I’m running a localhost API in python. The /predict endpoint takes one base64 encoded image which is then processed and predicted by the previously imported saved_model.I’m predicting with my GPU using CUDA. Now the problem is that the model only predicts one image at a time due to the GIL I think, however I’d like to predict multiple images concurrently in case there are multiple requests incoming at the same time.

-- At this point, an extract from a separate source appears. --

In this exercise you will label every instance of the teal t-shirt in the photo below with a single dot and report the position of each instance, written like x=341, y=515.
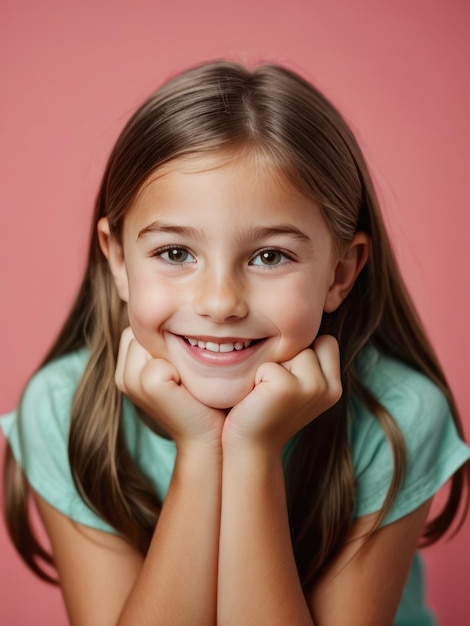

At the moment my GPU is only being utilized to 1-2%. Is there any way to accomplish this in python similar to Tensorflow Serving API which sadly doesn’t properly work with GPU on windows.
This is my code:
from fastapi import FastAPI
import uvicorn
from pydantic import BaseModel
import tensorflow as tf
import numpy as np
import io
from PIL import Image
import base64
import numpy as np
import time
model_path = './saved_model'
model = tf.saved_model.load(model_path)
class PredictionRequest(BaseModel):
image: str
app = FastAPI()
@app.post("/predict")
async def predict_objects(request: PredictionRequest):
image_data = base64.b64decode(request.image)
image = Image.open(io.BytesIO(image_data))
image_np = np.array(image)
input_tensor = tf.convert_to_tensor(image_np)
input_tensor = input_tensor[tf.newaxis, ...]
ts = time.perf_counter()
detections = model(input_tensor)
ts2 = time.perf_counter()
print(int(ts2 * 1000 - ts * 1000))
detections = detections['detection_boxes'][0].numpy()
data = []
# processing return data
return data
if __name__ == "__main__":
uvicorn.run(app, host="127.0.0.1", port=8000)